Ces collégiens ont-ils des points communs ?

Chacun bien sûr est différent, avec ses propres rêves. Je les ai trouvés un peu tristes cependant. On sent qu'ils ont traversé une réelle épreuve avec le confinement. Et ils ont en commun une sincérité touchante. J'aime beaucoup filmer cette période de l'adolescence, vers 13-14 ans. C'est un âge où l'on est encore pas mal sous l'influence de ses parents, où certains commencent à s'affirmer.

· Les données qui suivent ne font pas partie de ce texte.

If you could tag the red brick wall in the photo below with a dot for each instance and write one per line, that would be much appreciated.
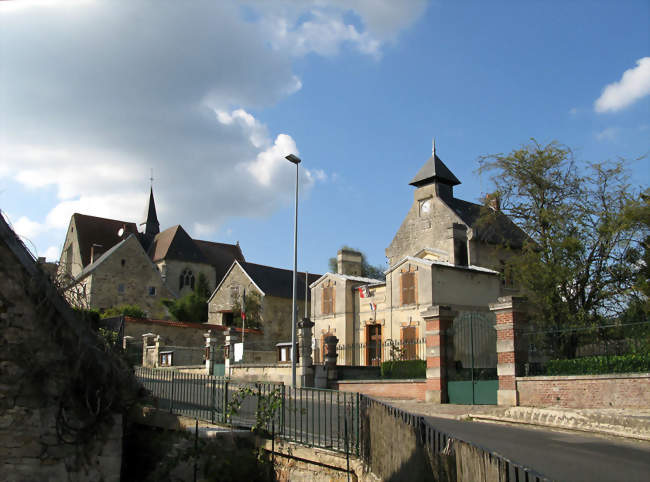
(586, 391)
(405, 390)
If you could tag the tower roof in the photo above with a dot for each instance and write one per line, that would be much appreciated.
(434, 170)
(151, 224)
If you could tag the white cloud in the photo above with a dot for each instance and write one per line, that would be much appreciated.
(608, 134)
(99, 92)
(634, 85)
(25, 227)
(52, 253)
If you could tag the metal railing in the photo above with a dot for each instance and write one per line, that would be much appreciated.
(373, 354)
(309, 416)
(434, 442)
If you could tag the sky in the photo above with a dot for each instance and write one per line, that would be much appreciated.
(95, 94)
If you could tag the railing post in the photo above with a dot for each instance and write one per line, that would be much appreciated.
(171, 397)
(225, 401)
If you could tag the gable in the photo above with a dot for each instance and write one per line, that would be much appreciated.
(98, 233)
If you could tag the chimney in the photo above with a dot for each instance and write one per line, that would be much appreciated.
(348, 262)
(492, 201)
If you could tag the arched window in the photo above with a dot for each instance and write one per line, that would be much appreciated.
(186, 279)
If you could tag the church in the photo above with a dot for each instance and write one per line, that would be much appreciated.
(442, 254)
(110, 262)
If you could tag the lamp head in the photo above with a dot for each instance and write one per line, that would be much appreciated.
(292, 158)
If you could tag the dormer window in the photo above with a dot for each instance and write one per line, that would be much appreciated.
(186, 279)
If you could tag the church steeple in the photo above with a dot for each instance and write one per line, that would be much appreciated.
(150, 223)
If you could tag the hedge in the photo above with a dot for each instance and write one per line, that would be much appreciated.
(404, 369)
(594, 365)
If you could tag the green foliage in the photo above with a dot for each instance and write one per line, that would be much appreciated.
(253, 304)
(586, 226)
(630, 363)
(367, 270)
(91, 316)
(193, 307)
(404, 369)
(127, 310)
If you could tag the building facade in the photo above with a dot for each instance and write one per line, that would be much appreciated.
(442, 254)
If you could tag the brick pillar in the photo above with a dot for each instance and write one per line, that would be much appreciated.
(438, 321)
(330, 357)
(210, 352)
(511, 351)
(306, 364)
(229, 352)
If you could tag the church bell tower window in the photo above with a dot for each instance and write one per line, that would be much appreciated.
(186, 279)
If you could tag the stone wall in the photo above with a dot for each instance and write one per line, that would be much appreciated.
(403, 389)
(48, 354)
(126, 277)
(586, 391)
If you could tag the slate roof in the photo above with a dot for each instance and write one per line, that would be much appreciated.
(91, 267)
(220, 255)
(175, 243)
(277, 281)
(500, 230)
(94, 230)
(434, 170)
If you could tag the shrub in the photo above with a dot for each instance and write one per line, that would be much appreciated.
(401, 369)
(630, 363)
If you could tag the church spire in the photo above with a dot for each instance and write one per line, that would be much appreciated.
(150, 223)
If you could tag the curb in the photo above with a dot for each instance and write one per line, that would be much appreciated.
(618, 431)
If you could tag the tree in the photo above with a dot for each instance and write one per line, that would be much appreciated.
(193, 306)
(586, 226)
(127, 310)
(367, 270)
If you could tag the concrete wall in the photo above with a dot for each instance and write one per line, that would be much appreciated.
(137, 274)
(403, 389)
(424, 230)
(171, 270)
(261, 373)
(275, 311)
(172, 332)
(41, 339)
(586, 391)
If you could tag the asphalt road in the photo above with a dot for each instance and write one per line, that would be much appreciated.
(563, 456)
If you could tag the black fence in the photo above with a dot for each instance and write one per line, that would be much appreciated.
(310, 416)
(431, 454)
(373, 354)
(547, 350)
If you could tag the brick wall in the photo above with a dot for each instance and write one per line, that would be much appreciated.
(404, 389)
(586, 391)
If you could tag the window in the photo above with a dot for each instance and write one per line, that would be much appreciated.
(408, 288)
(409, 340)
(166, 358)
(507, 280)
(328, 300)
(186, 279)
(460, 252)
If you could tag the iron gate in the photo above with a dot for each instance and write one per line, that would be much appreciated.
(472, 360)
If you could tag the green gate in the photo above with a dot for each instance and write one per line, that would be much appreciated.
(472, 360)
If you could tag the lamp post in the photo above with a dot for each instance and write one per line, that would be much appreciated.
(295, 160)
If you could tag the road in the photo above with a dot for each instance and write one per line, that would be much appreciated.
(565, 456)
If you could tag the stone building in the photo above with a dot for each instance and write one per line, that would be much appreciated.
(60, 395)
(274, 286)
(440, 255)
(110, 262)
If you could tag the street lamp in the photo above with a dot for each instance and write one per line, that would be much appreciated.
(294, 309)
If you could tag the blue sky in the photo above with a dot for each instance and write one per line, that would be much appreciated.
(94, 94)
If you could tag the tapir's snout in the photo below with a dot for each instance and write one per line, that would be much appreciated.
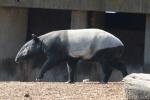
(17, 60)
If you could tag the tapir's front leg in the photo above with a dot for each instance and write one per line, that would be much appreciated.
(49, 63)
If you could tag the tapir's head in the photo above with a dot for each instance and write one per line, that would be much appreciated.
(31, 48)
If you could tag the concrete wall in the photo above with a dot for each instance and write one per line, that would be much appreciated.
(133, 6)
(13, 27)
(147, 45)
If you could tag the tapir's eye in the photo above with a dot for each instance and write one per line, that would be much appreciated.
(25, 51)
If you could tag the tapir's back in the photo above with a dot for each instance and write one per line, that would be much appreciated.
(86, 42)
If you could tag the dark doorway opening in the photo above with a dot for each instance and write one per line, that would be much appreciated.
(130, 28)
(41, 21)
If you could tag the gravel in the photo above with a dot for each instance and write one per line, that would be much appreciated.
(61, 91)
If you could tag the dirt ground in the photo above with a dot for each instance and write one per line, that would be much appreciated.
(61, 91)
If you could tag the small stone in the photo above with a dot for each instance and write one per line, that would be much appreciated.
(27, 95)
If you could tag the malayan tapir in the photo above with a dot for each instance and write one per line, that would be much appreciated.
(70, 46)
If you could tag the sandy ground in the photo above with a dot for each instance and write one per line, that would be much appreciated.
(61, 91)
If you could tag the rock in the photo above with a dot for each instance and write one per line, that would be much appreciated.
(137, 86)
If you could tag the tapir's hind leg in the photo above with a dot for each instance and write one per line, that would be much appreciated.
(71, 68)
(49, 63)
(107, 70)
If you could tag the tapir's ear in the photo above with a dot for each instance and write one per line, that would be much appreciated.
(35, 38)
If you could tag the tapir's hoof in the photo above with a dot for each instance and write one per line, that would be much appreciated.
(38, 80)
(69, 81)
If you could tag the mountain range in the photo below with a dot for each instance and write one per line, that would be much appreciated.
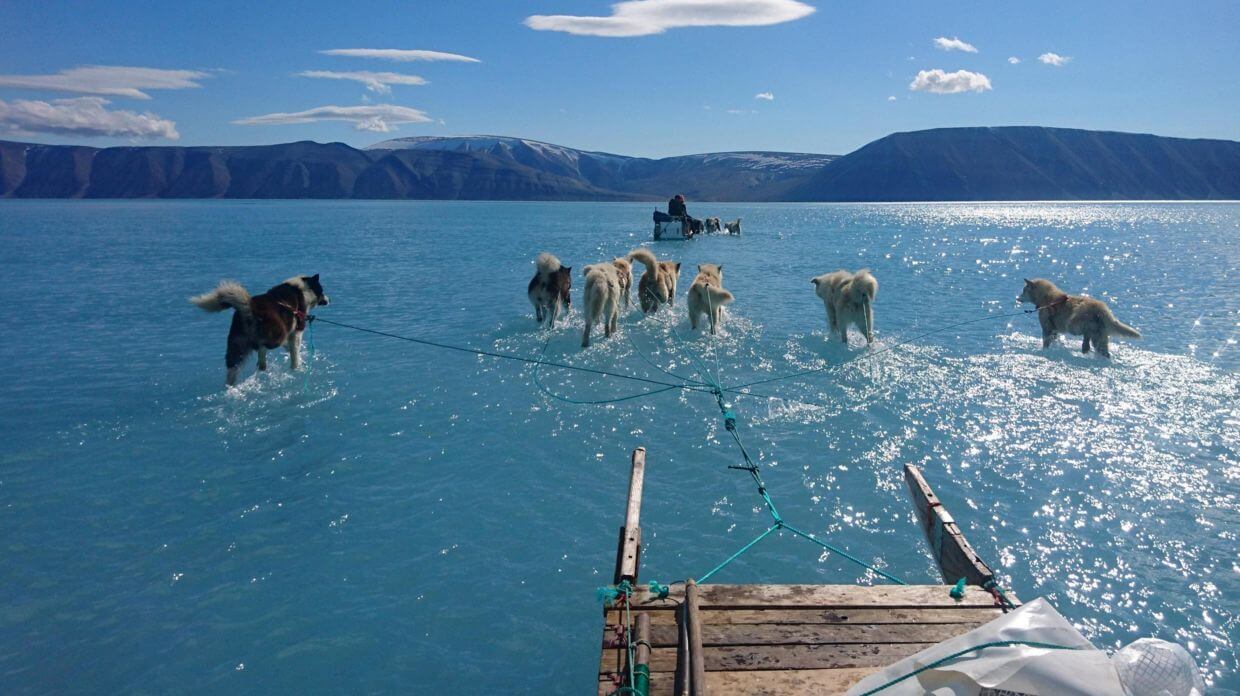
(949, 164)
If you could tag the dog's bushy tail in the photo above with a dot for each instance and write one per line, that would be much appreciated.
(1117, 328)
(227, 294)
(547, 263)
(863, 285)
(645, 257)
(718, 295)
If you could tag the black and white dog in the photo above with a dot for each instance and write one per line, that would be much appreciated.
(267, 321)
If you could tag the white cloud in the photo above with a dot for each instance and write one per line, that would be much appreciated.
(378, 118)
(376, 82)
(950, 82)
(112, 81)
(954, 45)
(81, 116)
(642, 17)
(1054, 60)
(399, 55)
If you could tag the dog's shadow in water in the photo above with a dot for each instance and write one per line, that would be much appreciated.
(1068, 355)
(833, 351)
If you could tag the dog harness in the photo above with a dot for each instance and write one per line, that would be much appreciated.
(298, 314)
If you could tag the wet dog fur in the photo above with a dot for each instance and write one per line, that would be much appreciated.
(707, 295)
(548, 289)
(600, 299)
(848, 298)
(657, 284)
(267, 321)
(1060, 313)
(624, 273)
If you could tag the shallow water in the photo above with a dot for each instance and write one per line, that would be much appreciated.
(398, 517)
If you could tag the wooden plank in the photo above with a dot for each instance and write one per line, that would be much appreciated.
(697, 653)
(800, 682)
(819, 596)
(806, 634)
(641, 653)
(630, 535)
(742, 658)
(955, 556)
(871, 615)
(681, 680)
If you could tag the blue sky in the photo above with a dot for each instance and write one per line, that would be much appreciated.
(840, 73)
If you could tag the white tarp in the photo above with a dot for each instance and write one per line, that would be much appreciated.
(1018, 668)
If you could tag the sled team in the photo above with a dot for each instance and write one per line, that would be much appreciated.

Ces élèves semblent aussi très ancrés sur leur territoire. D'ailleurs très peu d’entre eux sont déjà allés au Musée. J'ai trouvé néanmoins chez les collégiens d'Anatole France beaucoup de curiosité des autres, une grande ouverture aux copains et aux copines, de toutes origines. Les collégiens d'Ozar Hatorah vivent plus en vase clos. À travers leurs réponses, on perçoit une méfiance, un besoin de protection qui ne leur donne pas vraiment la possibilité de s'ouvrir au monde extérieur. Cela apparaît en filigrane dans la réponse de cet élève juif qui dit qu'il adore les jeux vidéos, parce qu'on y trouve moins de contraintes et d'interdits. Les deux établissements sont situés en face l'un de l'autre, mais les élèves se connaissent peu.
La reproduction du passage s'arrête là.